About the Role
This role is for a hands-on ML Engineer who can design, train, and productionize models powering search relevance, retrieval, personalization, and LLM-based conversational experiences at a massive scale.
You will work closely with backend, platform, and catalog enrichment teams to deliver high-quality ML components under tight performance and latency constraints.
Key Responsibilities
- Build and improve search ranking, retrieval, and query understanding models.
- Develop ML components for Conversational Search:
- Multi-turn context handling
- Query intent detection and classification
- Retrieval-augmented generation (RAG) pipelines
- Reasoning workflows (ReAct, static + dynamic agent flows)
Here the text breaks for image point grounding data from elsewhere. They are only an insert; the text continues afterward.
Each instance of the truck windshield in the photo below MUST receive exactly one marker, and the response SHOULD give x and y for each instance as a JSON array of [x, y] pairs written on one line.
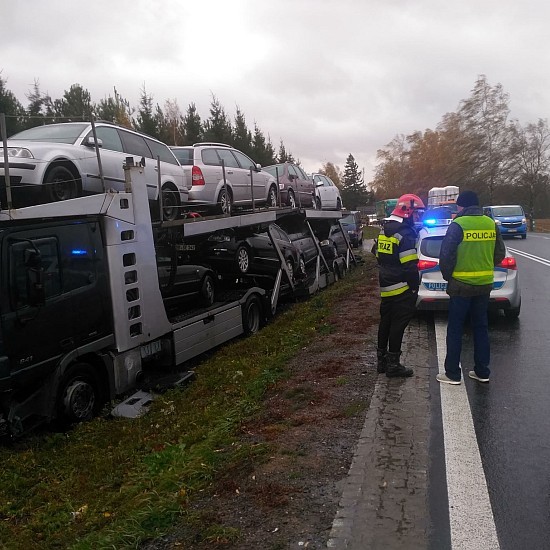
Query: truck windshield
[[508, 211]]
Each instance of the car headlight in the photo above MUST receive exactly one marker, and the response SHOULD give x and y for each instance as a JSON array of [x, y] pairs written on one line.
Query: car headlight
[[17, 152]]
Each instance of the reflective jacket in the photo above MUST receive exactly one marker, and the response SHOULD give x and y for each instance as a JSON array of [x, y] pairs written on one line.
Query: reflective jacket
[[395, 250], [470, 249]]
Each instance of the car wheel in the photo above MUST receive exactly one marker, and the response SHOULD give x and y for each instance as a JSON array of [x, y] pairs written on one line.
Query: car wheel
[[291, 199], [272, 197], [225, 205], [242, 257], [79, 396], [170, 203], [208, 291], [61, 184], [252, 315]]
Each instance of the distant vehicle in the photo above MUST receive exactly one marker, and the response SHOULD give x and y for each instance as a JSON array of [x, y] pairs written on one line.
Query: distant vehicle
[[327, 194], [510, 219], [202, 164], [384, 208], [295, 186], [351, 222], [432, 293], [441, 196], [58, 161]]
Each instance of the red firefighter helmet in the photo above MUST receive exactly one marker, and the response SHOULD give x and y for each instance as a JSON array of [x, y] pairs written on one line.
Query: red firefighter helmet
[[406, 205]]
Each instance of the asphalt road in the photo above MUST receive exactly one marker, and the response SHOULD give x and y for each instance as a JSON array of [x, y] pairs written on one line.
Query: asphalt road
[[490, 443]]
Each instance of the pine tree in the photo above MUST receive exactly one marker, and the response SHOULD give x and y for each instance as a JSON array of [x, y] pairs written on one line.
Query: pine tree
[[192, 126], [217, 128], [354, 192]]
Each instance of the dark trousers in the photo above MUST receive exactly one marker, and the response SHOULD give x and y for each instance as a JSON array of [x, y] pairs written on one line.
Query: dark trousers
[[395, 314], [459, 309]]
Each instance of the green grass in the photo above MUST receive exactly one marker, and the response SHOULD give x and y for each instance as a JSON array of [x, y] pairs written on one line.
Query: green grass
[[113, 483]]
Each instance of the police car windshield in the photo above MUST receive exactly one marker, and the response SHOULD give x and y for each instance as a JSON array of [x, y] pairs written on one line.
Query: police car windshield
[[431, 246]]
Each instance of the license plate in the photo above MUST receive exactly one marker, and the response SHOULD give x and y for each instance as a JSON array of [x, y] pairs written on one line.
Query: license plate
[[436, 286]]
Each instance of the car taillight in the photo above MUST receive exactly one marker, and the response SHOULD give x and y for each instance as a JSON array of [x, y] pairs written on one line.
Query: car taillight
[[196, 176], [426, 264], [509, 263]]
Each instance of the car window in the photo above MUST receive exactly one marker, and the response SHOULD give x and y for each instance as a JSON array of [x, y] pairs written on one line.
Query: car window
[[109, 137], [161, 151], [273, 170], [135, 145], [431, 246], [185, 156], [228, 158], [301, 173], [55, 133], [210, 157], [244, 161]]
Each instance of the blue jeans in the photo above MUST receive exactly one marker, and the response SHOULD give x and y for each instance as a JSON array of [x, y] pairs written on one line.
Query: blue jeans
[[459, 308]]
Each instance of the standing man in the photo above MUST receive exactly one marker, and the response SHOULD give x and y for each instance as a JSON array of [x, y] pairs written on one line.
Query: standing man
[[470, 249], [395, 250]]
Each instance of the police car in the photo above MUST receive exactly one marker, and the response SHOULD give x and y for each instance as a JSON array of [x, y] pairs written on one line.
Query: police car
[[432, 293]]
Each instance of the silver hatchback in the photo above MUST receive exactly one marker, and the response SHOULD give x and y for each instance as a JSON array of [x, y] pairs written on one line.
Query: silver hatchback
[[432, 295], [59, 161], [245, 181]]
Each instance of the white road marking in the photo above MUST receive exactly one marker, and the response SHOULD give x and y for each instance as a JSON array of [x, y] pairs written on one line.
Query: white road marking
[[470, 513], [538, 259]]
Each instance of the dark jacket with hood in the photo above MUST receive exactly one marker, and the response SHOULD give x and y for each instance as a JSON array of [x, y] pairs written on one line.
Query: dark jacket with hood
[[448, 257], [392, 269]]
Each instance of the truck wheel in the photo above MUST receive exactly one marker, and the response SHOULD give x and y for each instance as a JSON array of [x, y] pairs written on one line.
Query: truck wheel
[[252, 315], [208, 290], [242, 257], [61, 184], [291, 199], [170, 203], [79, 396], [272, 197]]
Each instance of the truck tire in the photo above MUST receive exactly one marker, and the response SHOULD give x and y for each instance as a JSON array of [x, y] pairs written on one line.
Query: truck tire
[[252, 315], [79, 396]]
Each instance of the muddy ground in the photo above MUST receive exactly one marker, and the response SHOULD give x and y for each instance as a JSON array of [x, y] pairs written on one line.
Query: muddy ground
[[312, 422]]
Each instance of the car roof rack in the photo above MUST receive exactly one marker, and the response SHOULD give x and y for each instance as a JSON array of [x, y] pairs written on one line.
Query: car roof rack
[[212, 143]]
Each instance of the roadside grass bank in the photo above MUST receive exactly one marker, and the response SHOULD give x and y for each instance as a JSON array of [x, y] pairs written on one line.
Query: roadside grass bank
[[113, 483]]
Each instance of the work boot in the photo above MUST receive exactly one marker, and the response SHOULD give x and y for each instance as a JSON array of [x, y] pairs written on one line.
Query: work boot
[[382, 360], [394, 368]]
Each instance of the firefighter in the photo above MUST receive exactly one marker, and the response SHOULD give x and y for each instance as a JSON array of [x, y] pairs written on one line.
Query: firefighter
[[395, 250]]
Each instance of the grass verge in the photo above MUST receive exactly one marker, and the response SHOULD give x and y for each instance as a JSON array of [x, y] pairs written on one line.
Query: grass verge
[[113, 483]]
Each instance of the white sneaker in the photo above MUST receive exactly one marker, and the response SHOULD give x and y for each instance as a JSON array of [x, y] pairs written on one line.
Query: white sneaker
[[446, 380], [472, 374]]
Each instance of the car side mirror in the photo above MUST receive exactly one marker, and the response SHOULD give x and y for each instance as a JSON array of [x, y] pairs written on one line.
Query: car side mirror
[[90, 142]]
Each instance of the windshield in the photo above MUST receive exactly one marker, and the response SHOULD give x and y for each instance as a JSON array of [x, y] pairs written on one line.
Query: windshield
[[55, 133], [431, 246], [507, 211]]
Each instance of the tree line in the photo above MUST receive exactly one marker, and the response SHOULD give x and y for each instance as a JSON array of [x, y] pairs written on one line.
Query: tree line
[[171, 126], [477, 147]]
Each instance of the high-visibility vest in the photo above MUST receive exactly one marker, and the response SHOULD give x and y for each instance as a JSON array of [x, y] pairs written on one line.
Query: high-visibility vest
[[475, 254], [391, 257]]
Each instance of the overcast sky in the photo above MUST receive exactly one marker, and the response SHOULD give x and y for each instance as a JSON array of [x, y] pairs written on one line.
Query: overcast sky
[[328, 77]]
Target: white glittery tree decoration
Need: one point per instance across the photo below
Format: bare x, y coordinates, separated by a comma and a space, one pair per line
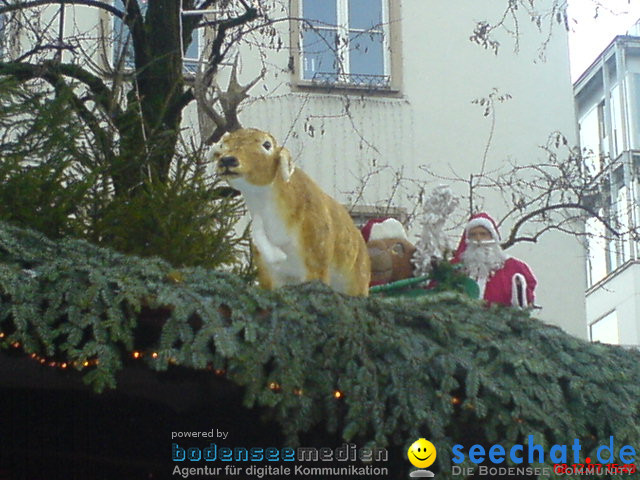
433, 241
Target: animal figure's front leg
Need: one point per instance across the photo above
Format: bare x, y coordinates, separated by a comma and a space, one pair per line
270, 253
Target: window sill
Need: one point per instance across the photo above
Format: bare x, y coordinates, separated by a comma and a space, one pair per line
611, 275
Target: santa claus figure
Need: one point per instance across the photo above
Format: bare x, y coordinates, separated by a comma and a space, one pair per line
502, 279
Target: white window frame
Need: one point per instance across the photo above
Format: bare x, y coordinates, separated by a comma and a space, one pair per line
344, 78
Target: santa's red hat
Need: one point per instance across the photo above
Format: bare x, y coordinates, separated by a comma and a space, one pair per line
478, 220
379, 228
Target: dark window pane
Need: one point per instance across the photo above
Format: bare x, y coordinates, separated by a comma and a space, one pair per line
366, 53
122, 36
365, 14
320, 11
319, 53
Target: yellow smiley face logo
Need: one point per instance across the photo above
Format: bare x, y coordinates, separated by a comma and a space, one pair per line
422, 453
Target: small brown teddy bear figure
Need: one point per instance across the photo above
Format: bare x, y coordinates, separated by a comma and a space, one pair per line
389, 249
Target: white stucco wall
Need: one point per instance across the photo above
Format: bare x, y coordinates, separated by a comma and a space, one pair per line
433, 122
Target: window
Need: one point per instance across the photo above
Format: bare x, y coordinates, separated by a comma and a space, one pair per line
123, 46
605, 330
345, 42
363, 213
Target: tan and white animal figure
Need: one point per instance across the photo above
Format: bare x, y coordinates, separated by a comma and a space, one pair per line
298, 232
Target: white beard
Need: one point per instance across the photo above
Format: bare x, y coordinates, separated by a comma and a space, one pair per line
482, 260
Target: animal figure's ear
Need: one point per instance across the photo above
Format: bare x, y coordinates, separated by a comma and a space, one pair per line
286, 165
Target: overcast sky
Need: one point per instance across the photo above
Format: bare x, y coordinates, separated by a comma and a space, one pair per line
588, 36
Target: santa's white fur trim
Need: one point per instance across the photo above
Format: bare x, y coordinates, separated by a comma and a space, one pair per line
390, 228
483, 222
515, 301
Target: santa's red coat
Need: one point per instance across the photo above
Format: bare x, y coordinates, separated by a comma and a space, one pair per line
500, 287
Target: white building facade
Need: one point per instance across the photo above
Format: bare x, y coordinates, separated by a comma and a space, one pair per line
608, 111
376, 103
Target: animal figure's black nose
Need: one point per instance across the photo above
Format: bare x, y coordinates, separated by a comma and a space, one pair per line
229, 162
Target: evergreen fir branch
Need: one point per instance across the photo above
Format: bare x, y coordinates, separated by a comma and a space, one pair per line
442, 366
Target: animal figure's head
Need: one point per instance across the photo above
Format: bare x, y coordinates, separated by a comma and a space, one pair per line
253, 156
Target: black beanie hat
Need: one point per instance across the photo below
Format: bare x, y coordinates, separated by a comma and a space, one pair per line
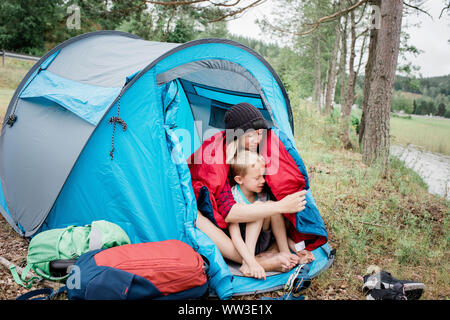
244, 116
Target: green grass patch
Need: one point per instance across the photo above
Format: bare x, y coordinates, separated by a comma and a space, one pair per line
429, 133
391, 222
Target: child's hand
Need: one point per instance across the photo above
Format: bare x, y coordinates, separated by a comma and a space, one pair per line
255, 270
293, 203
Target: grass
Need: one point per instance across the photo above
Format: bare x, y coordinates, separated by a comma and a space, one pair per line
429, 133
393, 223
432, 134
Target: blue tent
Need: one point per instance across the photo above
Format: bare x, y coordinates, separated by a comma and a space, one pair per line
101, 126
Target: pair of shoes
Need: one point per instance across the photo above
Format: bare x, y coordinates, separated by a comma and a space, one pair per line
383, 280
395, 293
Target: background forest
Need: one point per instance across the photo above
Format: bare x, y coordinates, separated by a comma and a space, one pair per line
376, 210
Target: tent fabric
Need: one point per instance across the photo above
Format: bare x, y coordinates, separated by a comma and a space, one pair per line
87, 101
55, 164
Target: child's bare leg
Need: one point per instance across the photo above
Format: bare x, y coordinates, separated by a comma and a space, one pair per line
274, 261
222, 241
252, 231
279, 232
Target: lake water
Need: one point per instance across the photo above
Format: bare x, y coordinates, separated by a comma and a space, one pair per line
433, 168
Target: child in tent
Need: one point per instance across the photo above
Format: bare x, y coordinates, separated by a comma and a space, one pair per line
253, 238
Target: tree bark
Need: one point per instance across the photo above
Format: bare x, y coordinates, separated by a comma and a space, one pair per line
343, 64
379, 82
347, 107
331, 82
318, 72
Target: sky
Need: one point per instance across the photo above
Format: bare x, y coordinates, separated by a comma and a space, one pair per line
431, 36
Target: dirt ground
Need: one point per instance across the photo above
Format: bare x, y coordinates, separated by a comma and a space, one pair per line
14, 249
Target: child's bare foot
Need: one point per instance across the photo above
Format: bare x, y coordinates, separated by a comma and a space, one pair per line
293, 259
305, 256
245, 269
275, 262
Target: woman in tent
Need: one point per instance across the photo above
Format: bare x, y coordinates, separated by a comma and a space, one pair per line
211, 183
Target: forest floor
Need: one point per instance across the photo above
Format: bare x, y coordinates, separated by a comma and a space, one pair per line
392, 222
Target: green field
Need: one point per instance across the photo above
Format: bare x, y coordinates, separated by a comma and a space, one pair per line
430, 133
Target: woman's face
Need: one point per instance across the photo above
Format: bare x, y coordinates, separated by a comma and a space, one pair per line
250, 140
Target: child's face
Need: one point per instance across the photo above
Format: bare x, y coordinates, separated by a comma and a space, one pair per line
251, 140
253, 180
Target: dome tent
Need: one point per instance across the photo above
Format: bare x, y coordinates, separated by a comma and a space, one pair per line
92, 130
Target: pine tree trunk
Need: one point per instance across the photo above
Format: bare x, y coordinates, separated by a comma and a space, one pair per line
331, 82
343, 64
383, 55
318, 73
347, 107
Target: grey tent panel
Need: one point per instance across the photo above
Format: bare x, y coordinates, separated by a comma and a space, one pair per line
41, 148
216, 73
106, 60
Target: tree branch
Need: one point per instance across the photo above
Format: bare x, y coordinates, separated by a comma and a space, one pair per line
418, 9
236, 12
324, 19
445, 8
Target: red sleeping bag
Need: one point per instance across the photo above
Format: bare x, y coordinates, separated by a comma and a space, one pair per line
209, 169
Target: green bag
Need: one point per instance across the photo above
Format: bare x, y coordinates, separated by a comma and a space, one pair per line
67, 243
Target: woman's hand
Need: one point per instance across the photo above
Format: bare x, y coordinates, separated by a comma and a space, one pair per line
293, 203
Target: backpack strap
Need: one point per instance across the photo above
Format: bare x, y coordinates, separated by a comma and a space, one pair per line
48, 294
22, 280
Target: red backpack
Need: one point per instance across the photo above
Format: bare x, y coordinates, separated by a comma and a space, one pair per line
168, 269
- Design and optimize embedding models, vector stores, and similarity search systems.
- Build personalized ranking and recommendation models using deep learning.
- Work on large-scale ML systems optimized for:
- Low latency
- High throughput
- Cost-efficient inference
- Implement ML pipeline best practices (versioning, monitoring, A/B testing, observability).
- Collaborate with platform teams to integrate ML services across search, recommendations, and conversational agents.
- Develop caching strategies (prompt cache, vector cache, similarity caching) to hit strict SLA targets.
- Contribute to long-term roadmap: foundational retrieval models, multi-objective optimization, and user lifecycle modeling.